ほう。たぶん鉛と他の金属、運が良ければアンチモンを含むのだろう。名前を覚えておこう。金属の分析手法も確立しなくちゃな。できれば速いうちにモーズリーの法則に基づいた蛍光X線分析装置が欲しいが、そんなホイホイ作れるものではない。原子量なら単体と酸化物の質量比から酸化数を加味すれば導出できそうだが、そのための精密な測定のための準備が……やりたいことが多すぎる。そのためにも、早く科学的手法を導入したい。つまりは知識の共有と拡散の高速化が必要で、この活版印刷を活用できればそれがうまくいく可能性がある。

 

「私は素人なので、その分野はお任せします」

 

もちろん工業高校にいたのだ、金属材料加工の基本の一つである鋳造についてある程度の知識はあるがノウハウの欠如が酷い。外野として理論に基づいて口出しできるほどのものではないので、かなりを職人の腕に頼らなければならない。とっとと技術の属人化を終わらせたいが、これは明らかに反既存秩序的行動である。

 

「それだけ作るなら、一つにつき銅葉一か二というところだな」

 

少額通貨の銅葉と高額通貨の銀片の交換レートは整数ではないが、ざっくり銅葉五十弱が銀片一に相当する。つまりは文字一種類で銀片三。それに30を掛けて、すこしおまけをしてあげればいい。

 

「銀片百枚程度、ですか」

 

年収とまではいかないが、間違いなく大金だ。

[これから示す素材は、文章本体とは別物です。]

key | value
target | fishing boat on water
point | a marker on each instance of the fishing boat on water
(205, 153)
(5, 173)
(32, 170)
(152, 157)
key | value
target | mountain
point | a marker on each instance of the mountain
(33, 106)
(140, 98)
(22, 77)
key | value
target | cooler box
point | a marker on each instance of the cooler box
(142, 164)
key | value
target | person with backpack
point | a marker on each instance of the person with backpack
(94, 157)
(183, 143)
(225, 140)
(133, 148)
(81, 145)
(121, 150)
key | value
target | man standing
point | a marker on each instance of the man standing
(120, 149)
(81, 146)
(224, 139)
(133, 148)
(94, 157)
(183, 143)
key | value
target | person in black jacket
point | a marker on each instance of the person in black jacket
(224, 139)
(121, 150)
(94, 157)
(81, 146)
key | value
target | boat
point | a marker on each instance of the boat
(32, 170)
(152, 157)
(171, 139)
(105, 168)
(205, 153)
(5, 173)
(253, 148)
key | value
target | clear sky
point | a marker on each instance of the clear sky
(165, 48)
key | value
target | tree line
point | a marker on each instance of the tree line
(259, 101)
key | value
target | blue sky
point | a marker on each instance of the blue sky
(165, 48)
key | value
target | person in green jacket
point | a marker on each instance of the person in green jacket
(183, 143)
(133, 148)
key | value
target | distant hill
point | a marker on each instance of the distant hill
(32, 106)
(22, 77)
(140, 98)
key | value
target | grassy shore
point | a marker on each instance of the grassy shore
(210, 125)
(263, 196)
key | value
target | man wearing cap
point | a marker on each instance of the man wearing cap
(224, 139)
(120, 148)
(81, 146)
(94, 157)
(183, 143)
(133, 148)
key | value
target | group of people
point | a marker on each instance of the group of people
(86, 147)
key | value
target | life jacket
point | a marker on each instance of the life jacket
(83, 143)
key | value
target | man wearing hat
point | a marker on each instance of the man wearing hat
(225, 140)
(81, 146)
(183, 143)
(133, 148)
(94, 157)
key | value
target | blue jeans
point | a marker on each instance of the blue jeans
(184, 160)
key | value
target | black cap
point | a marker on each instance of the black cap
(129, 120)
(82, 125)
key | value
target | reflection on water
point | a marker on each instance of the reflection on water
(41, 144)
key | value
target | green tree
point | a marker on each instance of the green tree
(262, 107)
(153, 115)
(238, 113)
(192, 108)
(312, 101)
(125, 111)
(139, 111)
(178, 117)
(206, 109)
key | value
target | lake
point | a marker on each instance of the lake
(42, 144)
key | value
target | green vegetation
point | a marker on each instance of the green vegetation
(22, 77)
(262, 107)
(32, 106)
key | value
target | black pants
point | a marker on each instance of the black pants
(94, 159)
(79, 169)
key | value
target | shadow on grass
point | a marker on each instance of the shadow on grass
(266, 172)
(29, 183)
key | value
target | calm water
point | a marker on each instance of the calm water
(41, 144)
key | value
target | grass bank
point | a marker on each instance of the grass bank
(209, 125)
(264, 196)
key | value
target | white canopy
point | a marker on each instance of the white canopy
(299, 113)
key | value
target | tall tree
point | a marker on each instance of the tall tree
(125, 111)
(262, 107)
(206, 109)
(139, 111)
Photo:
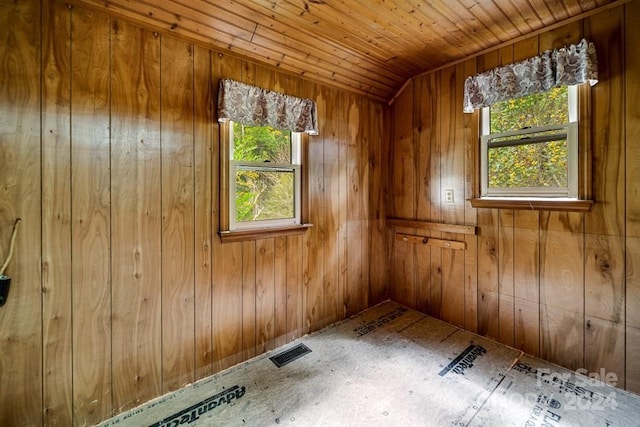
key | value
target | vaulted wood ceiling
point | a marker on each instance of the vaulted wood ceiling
(367, 46)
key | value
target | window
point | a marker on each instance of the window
(534, 152)
(529, 146)
(263, 182)
(264, 177)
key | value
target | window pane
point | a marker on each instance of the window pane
(261, 144)
(263, 195)
(542, 109)
(529, 166)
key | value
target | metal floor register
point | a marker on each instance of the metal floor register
(391, 366)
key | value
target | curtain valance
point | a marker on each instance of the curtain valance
(251, 105)
(570, 65)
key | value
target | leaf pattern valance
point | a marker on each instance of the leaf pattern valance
(254, 106)
(566, 66)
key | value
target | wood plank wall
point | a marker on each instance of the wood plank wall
(121, 288)
(563, 286)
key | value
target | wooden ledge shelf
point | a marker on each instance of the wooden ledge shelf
(431, 241)
(262, 233)
(433, 226)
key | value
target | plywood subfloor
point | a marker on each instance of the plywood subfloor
(391, 366)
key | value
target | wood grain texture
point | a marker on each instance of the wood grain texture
(280, 291)
(227, 286)
(369, 48)
(203, 209)
(90, 210)
(561, 285)
(135, 216)
(356, 253)
(632, 366)
(67, 121)
(608, 166)
(632, 121)
(265, 295)
(20, 97)
(333, 166)
(177, 180)
(56, 217)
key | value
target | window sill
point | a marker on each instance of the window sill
(540, 204)
(262, 233)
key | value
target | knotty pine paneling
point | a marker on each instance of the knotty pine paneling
(91, 221)
(56, 218)
(563, 286)
(21, 371)
(136, 216)
(121, 287)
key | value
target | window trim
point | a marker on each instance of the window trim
(581, 203)
(273, 228)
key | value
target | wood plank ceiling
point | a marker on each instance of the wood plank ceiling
(369, 47)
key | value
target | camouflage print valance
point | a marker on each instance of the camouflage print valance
(566, 66)
(253, 106)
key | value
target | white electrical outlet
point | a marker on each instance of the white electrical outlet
(448, 196)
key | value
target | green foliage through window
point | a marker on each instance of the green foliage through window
(514, 162)
(264, 173)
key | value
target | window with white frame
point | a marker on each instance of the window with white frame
(529, 146)
(264, 176)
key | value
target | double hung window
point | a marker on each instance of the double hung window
(529, 146)
(264, 176)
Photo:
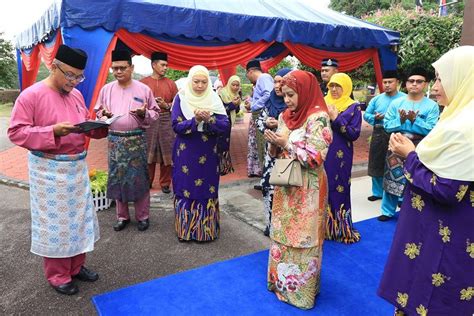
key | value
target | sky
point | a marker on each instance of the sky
(17, 15)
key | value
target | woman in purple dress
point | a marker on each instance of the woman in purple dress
(198, 119)
(430, 268)
(346, 120)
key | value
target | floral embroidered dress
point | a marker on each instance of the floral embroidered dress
(196, 175)
(298, 219)
(430, 269)
(346, 129)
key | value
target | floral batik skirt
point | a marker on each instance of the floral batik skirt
(128, 172)
(294, 274)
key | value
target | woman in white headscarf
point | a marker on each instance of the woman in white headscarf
(198, 119)
(430, 268)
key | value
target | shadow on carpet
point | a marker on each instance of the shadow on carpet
(350, 277)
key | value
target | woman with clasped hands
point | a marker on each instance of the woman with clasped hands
(430, 268)
(346, 120)
(298, 214)
(198, 119)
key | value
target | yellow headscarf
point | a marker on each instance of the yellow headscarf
(345, 100)
(190, 101)
(227, 95)
(448, 150)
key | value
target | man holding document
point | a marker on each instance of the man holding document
(63, 220)
(134, 102)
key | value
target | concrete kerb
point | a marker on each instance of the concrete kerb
(238, 198)
(358, 170)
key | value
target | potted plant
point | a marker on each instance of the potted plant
(98, 179)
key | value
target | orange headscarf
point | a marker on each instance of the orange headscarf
(310, 98)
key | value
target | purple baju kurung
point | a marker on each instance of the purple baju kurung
(338, 165)
(430, 267)
(196, 175)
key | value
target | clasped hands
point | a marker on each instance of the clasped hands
(275, 138)
(271, 122)
(202, 116)
(140, 112)
(332, 112)
(400, 145)
(410, 115)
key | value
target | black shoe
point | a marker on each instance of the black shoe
(86, 275)
(384, 218)
(373, 198)
(121, 224)
(143, 225)
(66, 289)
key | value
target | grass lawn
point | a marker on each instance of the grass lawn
(6, 109)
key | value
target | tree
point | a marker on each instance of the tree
(424, 36)
(8, 70)
(360, 8)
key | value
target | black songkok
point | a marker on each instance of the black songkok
(121, 55)
(254, 64)
(73, 57)
(418, 71)
(390, 74)
(330, 62)
(159, 56)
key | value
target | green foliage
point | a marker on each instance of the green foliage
(176, 74)
(43, 72)
(8, 68)
(285, 63)
(424, 36)
(98, 181)
(360, 8)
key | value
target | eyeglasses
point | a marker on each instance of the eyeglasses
(117, 68)
(71, 77)
(418, 81)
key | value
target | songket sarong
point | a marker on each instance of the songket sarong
(254, 167)
(197, 219)
(378, 151)
(160, 138)
(260, 141)
(394, 180)
(128, 173)
(63, 219)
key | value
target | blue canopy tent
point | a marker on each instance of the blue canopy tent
(217, 34)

ただこんなものを何もない状態から頼んでこれなら安い安い。

 

「無論、より高くなることもあるかもしれないぞ」

 

「当然です。ただ、こちらも安いに越したことはない」

 

「だろうな」

 

笑う私たちに、働く工生たちが怪訝そうに視線を向けた。

 

「なぁに見てる!っと、なかなか悪くない仕事じゃないか」

 

割られた石膏型から取り出されたのは、表面に細かい模様が入った真鍮の部品だった。ちなみにさっき鋳造していたものとは別だ。

 

「これだけの精密さが出るなら頼めそうですね」

 

「……これを元に作ればいいのか?」

 

工師は改めて木の活字を見て言う。

 

「ええ。まずは一つで構いません」

 

「なら、半月後に来い。支払いはその時でいい」

 

「幾らほど?」

 

「銀片一でどうだ」

 

「それでいいなら、今すぐにでも払いましょう」

 

私は硬貨を取り出そうとする。

 

「まあ今は止めてくれ。大工師に黙って金を受け取ったともなれば面倒だからな」

 

なるほど。そういうシステムもあるのか。まだ知らないことは多いな。